ISRAR AHMED AFZAL---Petitioner

Versus

Haji MUHAMMAD AZRAM and another---Respondents

R.F.A. No.73 of 2012, decided on 26th May, 2016.

Civil Procedure Code (V of 1908)---

----O.XVII, R.3---Specific Relief Act (I of 1877), S.42---Suit for declaration---Closure of evidence---Scope---Case was not adjourned on the request of plaintiff for the date when provision of Order XVII, Rule 3, C.P.C. was invoked but because of strike by the Bar---Trial Court instead of simply dismissing the suit ought to have gone through the plaint and written statement and given its findings on merits---Impugned order and decree were set aside and matter was remanded to the Trial Court---Plaintiff was directed to produce his evidence on the date fixed and not to seek any adjournment in the case---Appeal was allowed in circumstances.

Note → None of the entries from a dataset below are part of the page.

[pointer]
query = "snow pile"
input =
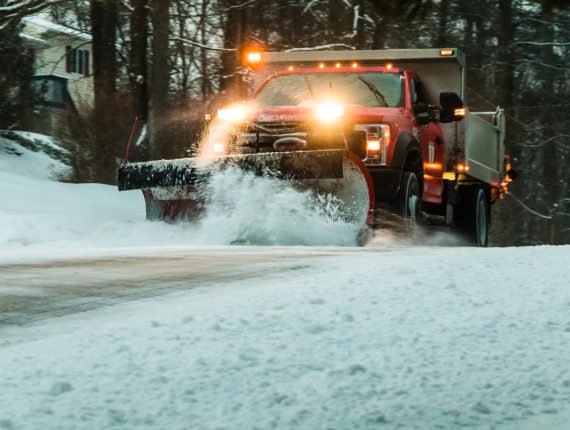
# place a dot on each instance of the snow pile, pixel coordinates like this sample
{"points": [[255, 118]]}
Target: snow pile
{"points": [[374, 338], [35, 209], [242, 209]]}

            Sheikh Khurshid Mehboob Alam v. Mirza Hashim Baig and another 2012 SCMR 631; Muhammad Jameel and others v. Inayat Begum 2012 YLR 2658; Muhammad Sarwar v. Abdul Ghafoor 2007 YLR 65; Abdul Shakoor and others v. Province of Punjab and 4 others 2005 SCMR 163; Sufi Ghulam Mohyuddin v. Khushi Muhammad and 2 others 1997 SCMR 924; Shahid Hussain v. Lahore Municipal Corporation PLD 1981 SC 474; Sardar Muhammad Irshad Khan v. Muhammad Akram and 5 others 2008 CLC 1009; Government of Pakistan v. Messrs Hassan Khan 2003 YLR 1686; Sardar Muhammad v. Muhammad Razman and 7 others 2006 YLR 1858 and Manzoor Hussain v. Zareeda Bi and 7 others 2013 CLC 1186 ref.

            Messrs Transtech Ltd. v. Messrs Tabaco Company Ltd., 2004 MLD 1242; Pakistan Telecommunication Company Limited (PTCL) and others v. Mst. Naima Ayub and others 2013 CLC 1191 and Muhammad Aslam's case 2008 SCMR 942 rel.

            Sardar Shabbir Hussain for Appellant.

            Raja Muhammad Aleem Khan for Respondent No.1.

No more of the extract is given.